Luis pide morir con dignidad y lo pide también por el resto y con la memoria puesta en los que le han precedido, como José Antonio Arrabal, que hizo público el vídeo de su muerte clandestina y en soledad hace unos meses. Una situación contra la que Luis se rebela porque “morir con dignidad significa poder elegir el momento en el que quieres abandonar, en el sitio que deseas, rodeado de la gente que quieres. Una muerte segura, legal y que no tenga que ser clandestina”, resume.
La vida entre cuatro paredes
Asegura que ha llegado un punto en el que los dolores físicos son insoportables, pero “no hay nada comparable al dolor emocional”. Con ello se refiere a la situación que le ha llevado a perder casi por completo la capacidad de comunicarse y a la enfermedad que le ha inmovilizado y hace que la vida sea para él “un infierno”. “Me parece increíble que yo pueda dormir a mi mascota cuando en un acto de amor decido que está sufriendo demasiado y no tiene remedio y no lo pueda hacer con mi propio cuerpo”, argumenta.
Su cotidianidad transcurre entre las cuatro paredes de una habitación acompañado por su hermano, que vive con él, y otros miembros de la familia que se encargan de cuidarle y que le han prestado su apoyo también en su decisión. Además, una vez a la semana acude un médico a su casa para suministrarle cuidados paliativos para intentar reducir el dolor y la angustia al mínimo posible. Consiguen que Luis sufra menos, pero “de cualquier modo sufro mucho a nivel físico, a nivel vivencial y a la hora de relacionarme con el mundo”.
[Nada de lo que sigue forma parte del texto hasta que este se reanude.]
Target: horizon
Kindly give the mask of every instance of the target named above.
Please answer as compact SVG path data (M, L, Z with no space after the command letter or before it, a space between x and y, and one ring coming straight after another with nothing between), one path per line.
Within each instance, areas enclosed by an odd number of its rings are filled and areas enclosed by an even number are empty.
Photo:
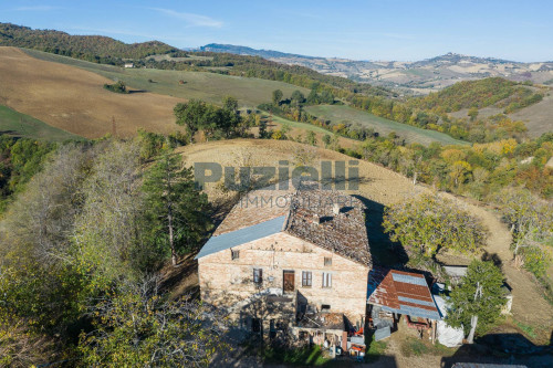
M517 8L517 12L512 11ZM517 62L553 61L553 4L468 1L461 6L394 0L316 7L238 1L181 4L122 1L75 6L12 1L0 21L70 34L106 35L125 43L161 41L179 49L209 43L319 57L413 62L449 52ZM453 14L453 15L451 15ZM116 24L116 25L114 25ZM291 42L293 41L293 42Z

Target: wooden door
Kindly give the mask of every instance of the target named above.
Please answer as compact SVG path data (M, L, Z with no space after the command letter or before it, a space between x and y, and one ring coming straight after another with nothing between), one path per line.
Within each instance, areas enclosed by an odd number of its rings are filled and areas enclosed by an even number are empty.
M283 277L283 291L284 293L288 293L288 292L293 292L295 290L294 287L294 272L293 271L284 271L284 277Z

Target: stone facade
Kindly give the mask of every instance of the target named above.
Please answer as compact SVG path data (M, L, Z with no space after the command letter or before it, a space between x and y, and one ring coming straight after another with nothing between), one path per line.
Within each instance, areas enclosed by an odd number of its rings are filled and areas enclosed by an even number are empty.
M262 270L260 283L253 280L254 269ZM240 309L240 303L252 295L281 294L286 271L293 272L298 303L343 313L357 326L364 323L369 266L285 232L202 256L198 271L201 298L207 303ZM311 286L302 285L302 272L311 272ZM332 275L332 285L323 287L323 273ZM284 294L292 293L288 288Z

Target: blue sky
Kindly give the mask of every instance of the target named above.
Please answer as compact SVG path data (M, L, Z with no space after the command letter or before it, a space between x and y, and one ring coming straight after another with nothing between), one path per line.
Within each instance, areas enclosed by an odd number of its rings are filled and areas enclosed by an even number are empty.
M0 1L0 21L178 48L231 43L415 61L447 52L553 60L553 1Z

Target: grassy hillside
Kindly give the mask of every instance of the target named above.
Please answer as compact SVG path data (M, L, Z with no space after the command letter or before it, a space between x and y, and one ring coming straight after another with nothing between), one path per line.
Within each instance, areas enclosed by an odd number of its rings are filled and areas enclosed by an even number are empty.
M466 81L453 84L426 97L411 98L410 104L420 108L440 109L446 113L461 108L482 108L501 102L508 113L533 105L543 93L501 77Z
M0 134L50 141L82 139L82 137L77 135L55 128L32 116L18 113L2 105L0 105Z
M0 45L36 49L95 62L109 62L114 57L140 59L178 51L159 41L127 44L102 35L71 35L11 23L0 23Z
M173 108L182 99L153 93L118 94L105 90L111 80L96 73L0 48L0 101L51 126L86 137L113 133L132 136L138 128L177 129Z
M461 140L453 139L447 134L393 122L349 106L320 105L309 106L305 109L312 115L328 119L335 124L340 124L342 122L359 123L364 126L373 128L380 136L386 136L389 133L395 132L397 135L405 138L407 143L419 143L422 145L429 145L432 141L439 141L444 145L462 144Z
M35 50L24 50L24 52L40 60L84 69L113 81L121 80L136 90L186 99L200 98L212 104L220 104L222 97L232 95L238 98L242 107L254 107L261 103L271 101L271 94L274 90L281 90L284 96L290 96L295 90L300 90L304 94L309 93L306 88L296 87L283 82L205 72L122 69ZM184 84L180 84L179 81L182 81Z

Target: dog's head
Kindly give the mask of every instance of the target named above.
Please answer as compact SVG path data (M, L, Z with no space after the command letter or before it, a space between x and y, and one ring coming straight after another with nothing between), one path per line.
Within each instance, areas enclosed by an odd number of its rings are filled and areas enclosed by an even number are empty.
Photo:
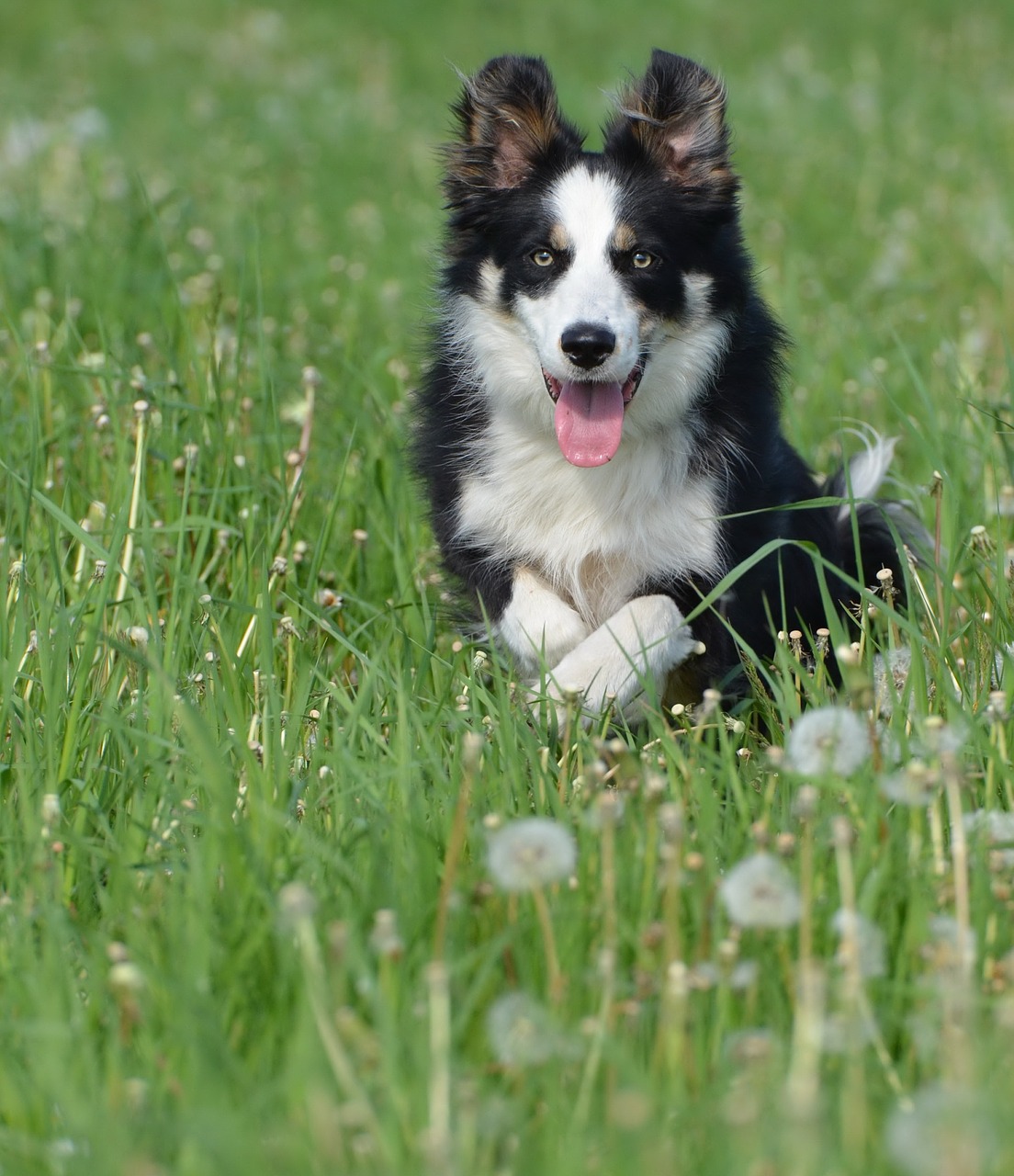
M709 301L715 253L739 240L725 91L655 51L601 153L583 149L538 58L488 62L454 109L445 191L459 335L487 387L528 415L552 413L572 465L601 466L642 380L658 387L652 408L629 413L643 432L693 397L725 346Z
Dice que se ha planteado todas las vías posibles para morir, pero también confiesa que le causa problemas pensar en que la gente de su entorno pueda verse implicada en algo así. Por otro lado, también seguir es una forma de rebelarse contra un sistema que “parece que me está obligando a morir asfixiado”.
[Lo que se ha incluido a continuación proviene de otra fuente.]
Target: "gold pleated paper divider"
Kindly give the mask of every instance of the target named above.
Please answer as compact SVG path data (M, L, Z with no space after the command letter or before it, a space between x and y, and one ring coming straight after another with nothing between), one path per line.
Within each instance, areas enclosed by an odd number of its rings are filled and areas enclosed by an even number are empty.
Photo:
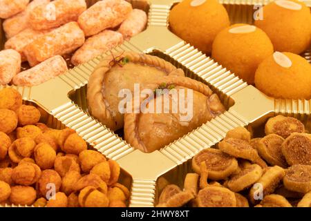
M130 206L153 206L155 189L156 181L133 180Z

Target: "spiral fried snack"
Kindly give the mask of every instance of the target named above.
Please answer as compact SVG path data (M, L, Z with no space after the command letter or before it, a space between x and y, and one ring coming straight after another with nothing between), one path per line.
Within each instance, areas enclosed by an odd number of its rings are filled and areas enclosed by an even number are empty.
M207 186L201 189L196 198L199 207L236 207L234 192L227 188Z
M266 135L275 133L284 139L293 133L304 133L305 126L300 121L294 117L277 115L269 119L265 124Z
M277 194L270 194L265 196L261 202L263 207L292 207L284 197Z
M257 182L263 174L259 165L252 164L233 175L227 183L228 188L234 192L239 192Z
M290 166L311 165L311 135L292 133L283 143L282 153Z
M286 168L288 164L281 148L284 140L284 138L278 135L270 134L257 142L257 151L270 165Z
M311 207L311 192L306 193L297 204L297 207Z
M257 200L262 200L261 194L264 197L273 193L285 175L285 170L279 166L267 168L263 175L252 187L249 194L250 202L254 204Z
M214 180L225 179L238 168L236 159L218 149L203 150L192 159L192 168L198 174L202 162L205 162L209 178Z
M196 196L198 192L199 176L197 173L187 173L185 178L184 189L185 191L189 191L194 196Z
M243 140L228 138L220 142L218 147L220 151L232 156L249 160L263 168L267 166L266 163L259 157L257 151Z
M245 127L238 126L227 133L225 139L228 138L241 139L249 142L251 140L251 133Z
M311 191L311 166L295 164L288 169L283 179L284 186L289 190L307 193Z

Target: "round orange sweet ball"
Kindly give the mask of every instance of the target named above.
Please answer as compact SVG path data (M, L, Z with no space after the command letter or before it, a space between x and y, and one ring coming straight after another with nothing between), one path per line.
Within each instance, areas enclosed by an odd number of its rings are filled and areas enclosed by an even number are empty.
M184 0L169 14L171 31L205 53L223 28L230 25L228 14L216 0Z
M254 84L259 64L273 53L273 46L261 29L235 24L220 31L213 43L211 57L248 84Z
M303 2L271 2L263 8L263 19L255 25L267 33L276 51L300 54L310 46L311 15Z
M303 57L276 52L258 66L256 87L281 99L311 99L311 65Z

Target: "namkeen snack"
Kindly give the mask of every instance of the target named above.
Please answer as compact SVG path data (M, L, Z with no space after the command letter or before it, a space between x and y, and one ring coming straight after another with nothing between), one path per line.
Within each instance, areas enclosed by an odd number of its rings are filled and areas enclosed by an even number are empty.
M41 122L44 115L18 95L0 90L0 112L10 113L0 119L0 205L126 206L131 194L119 164L88 150L74 130Z
M229 26L228 14L216 0L184 0L169 14L171 30L205 53L211 53L216 35Z
M9 84L21 70L21 55L15 50L0 51L0 84Z
M34 66L53 56L72 52L82 46L84 41L83 31L77 22L73 21L37 38L26 46L23 52L30 65Z
M120 25L117 31L122 34L124 39L141 32L146 27L147 16L143 10L134 8L129 17Z
M18 86L35 86L62 75L67 70L67 64L64 59L57 55L30 69L21 72L13 78L12 81Z
M277 0L263 8L255 25L269 36L274 50L300 54L310 44L311 15L303 2Z
M0 19L8 19L25 10L30 0L0 0Z
M48 33L50 30L35 30L31 28L26 28L8 39L4 44L4 48L17 50L21 55L21 61L26 61L27 58L23 52L24 48L38 37Z
M211 49L216 61L249 84L254 84L258 66L272 53L267 35L254 26L243 23L221 30Z
M29 15L30 25L35 30L59 27L77 21L86 10L85 0L55 0L34 8Z
M271 130L272 125L280 122L279 119L282 120L280 126L274 126L274 131ZM167 206L164 202L176 198L179 199L180 204L175 204L175 206L311 206L311 166L306 160L307 158L311 159L310 155L308 150L295 149L296 146L299 146L297 148L309 146L304 145L308 144L308 140L301 140L297 135L308 138L310 135L303 133L304 127L302 131L301 126L296 127L300 124L303 124L302 122L296 119L294 120L292 117L276 116L268 119L265 126L270 131L264 137L253 137L252 133L241 127L229 131L218 145L202 150L194 156L192 170L195 173L190 171L185 175L183 189L167 180L165 187L159 186L160 197L157 206ZM258 127L258 129L263 131L262 127ZM286 139L274 133L279 133L280 129L282 134L285 134L285 131L288 133ZM297 129L301 130L301 133L297 133ZM259 131L256 128L254 134L257 132ZM225 146L232 143L230 142L232 139L236 140L235 148ZM287 158L282 150L288 139L296 140L295 144L288 148L292 150L288 154L291 158ZM254 140L256 142L253 146L250 144ZM224 145L224 142L228 140L229 143ZM252 157L245 157L247 152L244 151L247 150L248 153L252 153L250 149L245 149L247 144L253 146L253 150L258 150L259 157L263 157L262 162L267 166L263 168L252 163ZM258 145L262 146L258 147ZM303 157L303 155L305 156ZM292 159L301 158L303 161L291 163ZM234 161L236 166L231 166L234 164L232 164ZM230 170L228 169L229 168ZM221 171L223 171L223 175ZM160 185L160 182L159 179L158 185ZM177 198L176 195L182 192L191 193L193 198L181 203L182 200L186 198Z
M299 55L275 52L259 64L255 84L275 98L308 99L311 98L311 66Z
M71 62L77 66L104 54L123 43L123 36L110 30L93 35L86 39L84 44L73 55Z
M3 23L3 30L8 39L29 28L29 14L37 6L50 2L50 0L33 0L29 3L25 10L6 20Z
M99 1L84 12L78 23L86 36L91 36L124 21L132 11L131 5L124 0Z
“Tengo una máquina que me ayuda a respirar por las noches y puedo negarme a utilizarla. Quizás me levantaría muy mal durante las primeras mañanas, pero llegaría un momento en que supongo que me asfixiaría. Sin embargo, yo no quiero morir así. Yo voy a hacer todo lo posible por una muerte dulce y a luchar hasta que aguante”, sentencia.